On Being (Totally) Honest with Our Congregants

I just started reading Bishop John Shelby Spong’s Jesus for the Non-Religious, and this quote from the first chapter really struck me:

Critical Biblical scholarship, having now passed through several generations, forms the frame of reference in which the Christian academy works, dramatically separating the Bible from the assumptions held by the average pew-sitters in our various churches. Yet clergy, trained for the most part in the academy, seem to join a conspiracy of silence to suppress this knowledge, fearful that if that average pew-sitter learned the content of the real debate, his or her faith would be destroyed- and with it, more importantly, his or her support for institutional Christianity.

jesus for the nonreligiousBishop Spong really gets a one of the things that drives me towards ministry and Biblical scholarship.
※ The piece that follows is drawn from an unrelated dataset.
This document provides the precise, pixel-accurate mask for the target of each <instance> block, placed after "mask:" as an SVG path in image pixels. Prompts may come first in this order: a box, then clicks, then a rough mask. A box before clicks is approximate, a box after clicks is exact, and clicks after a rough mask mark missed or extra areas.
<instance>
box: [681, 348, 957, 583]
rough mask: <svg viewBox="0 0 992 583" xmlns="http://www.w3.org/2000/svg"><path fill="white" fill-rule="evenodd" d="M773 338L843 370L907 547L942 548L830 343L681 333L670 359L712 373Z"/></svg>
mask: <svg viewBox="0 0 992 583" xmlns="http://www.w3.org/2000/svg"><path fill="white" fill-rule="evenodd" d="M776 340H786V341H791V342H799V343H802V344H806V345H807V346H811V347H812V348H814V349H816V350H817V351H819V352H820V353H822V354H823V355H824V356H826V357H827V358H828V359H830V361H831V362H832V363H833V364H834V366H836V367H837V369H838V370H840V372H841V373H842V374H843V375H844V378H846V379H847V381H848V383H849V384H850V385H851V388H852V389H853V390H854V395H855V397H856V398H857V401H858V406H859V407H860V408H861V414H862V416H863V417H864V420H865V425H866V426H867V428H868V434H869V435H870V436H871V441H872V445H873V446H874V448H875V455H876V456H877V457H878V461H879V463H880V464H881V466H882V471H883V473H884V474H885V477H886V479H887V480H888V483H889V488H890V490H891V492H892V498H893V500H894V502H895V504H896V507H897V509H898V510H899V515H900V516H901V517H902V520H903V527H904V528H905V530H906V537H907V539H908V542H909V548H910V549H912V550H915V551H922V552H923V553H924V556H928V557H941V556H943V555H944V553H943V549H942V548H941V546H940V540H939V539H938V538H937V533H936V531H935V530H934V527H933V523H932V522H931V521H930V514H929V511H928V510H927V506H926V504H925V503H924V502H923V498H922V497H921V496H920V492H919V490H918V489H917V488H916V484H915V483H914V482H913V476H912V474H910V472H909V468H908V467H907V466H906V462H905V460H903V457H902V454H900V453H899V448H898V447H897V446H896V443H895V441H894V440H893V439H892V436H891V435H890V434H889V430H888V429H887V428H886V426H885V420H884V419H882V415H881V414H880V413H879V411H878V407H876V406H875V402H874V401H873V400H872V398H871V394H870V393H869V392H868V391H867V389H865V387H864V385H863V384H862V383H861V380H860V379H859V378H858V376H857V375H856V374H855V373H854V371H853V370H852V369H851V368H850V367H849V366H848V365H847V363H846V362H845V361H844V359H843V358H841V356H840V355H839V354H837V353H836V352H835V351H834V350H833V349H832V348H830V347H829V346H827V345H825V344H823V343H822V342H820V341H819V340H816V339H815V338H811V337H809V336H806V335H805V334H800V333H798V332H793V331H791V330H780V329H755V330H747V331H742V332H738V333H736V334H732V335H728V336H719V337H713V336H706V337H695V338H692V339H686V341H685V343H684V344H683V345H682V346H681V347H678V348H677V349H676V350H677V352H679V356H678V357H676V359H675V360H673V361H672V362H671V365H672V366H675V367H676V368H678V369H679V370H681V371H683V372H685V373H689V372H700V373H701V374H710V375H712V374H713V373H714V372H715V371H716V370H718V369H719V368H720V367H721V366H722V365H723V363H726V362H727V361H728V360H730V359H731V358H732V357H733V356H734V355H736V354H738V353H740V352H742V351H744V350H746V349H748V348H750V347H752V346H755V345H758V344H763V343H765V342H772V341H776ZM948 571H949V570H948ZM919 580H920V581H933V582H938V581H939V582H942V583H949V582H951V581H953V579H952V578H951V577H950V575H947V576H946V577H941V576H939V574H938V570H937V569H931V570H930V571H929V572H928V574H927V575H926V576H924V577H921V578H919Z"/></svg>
It drives me absolutely crazy that ministers go to seminary, and spend years getting MDivs and Doctorates and learning so much great theology and scholarship, and then when they get placed with a congregation, they bring almost none of it with them.

This has always been something that bugged me since I get back into church six years ago. As I studied and learned on my own, I always wondered why pastors never seemed to bring challenging, scholarly stuff in, stuff I knew they had learned and believed and trusted.

I resolved, when I felt a calling in my own life, that I would never fail to share what I learned in seminary with the congregants I serve. Even if it was uncomfortable and challenging and hard, even if it meant a church and I needed to part ways, I never want to sugarcoat or lie hold things back or lie. I never want to compromise my own belief and theology and faith for the sake of not making waves. If I believe that stuff I learn to be true, then I have an obligation to share it and stand up for it.

And it’s not just a hard-nosed or stubborn opinion of mine. I have too much respect for and trust in my future congregants, in their honesty and intelligence and good will, that I don’t want to lie to them, or take it easy on them. I want to challenge them, to make them think and disagree and debate, because that’s what I want, and that’s what people deserve. They deserve the truth, and they deserve to contemplate and accept or reject new ideas on their own, instead of at my discretion. They deserve a religious leader who will engage honestly and intellectually with them, no matter what.

That’s something I admire about Bishop Spong. And that’s why I really couldn’t agree more with his point here.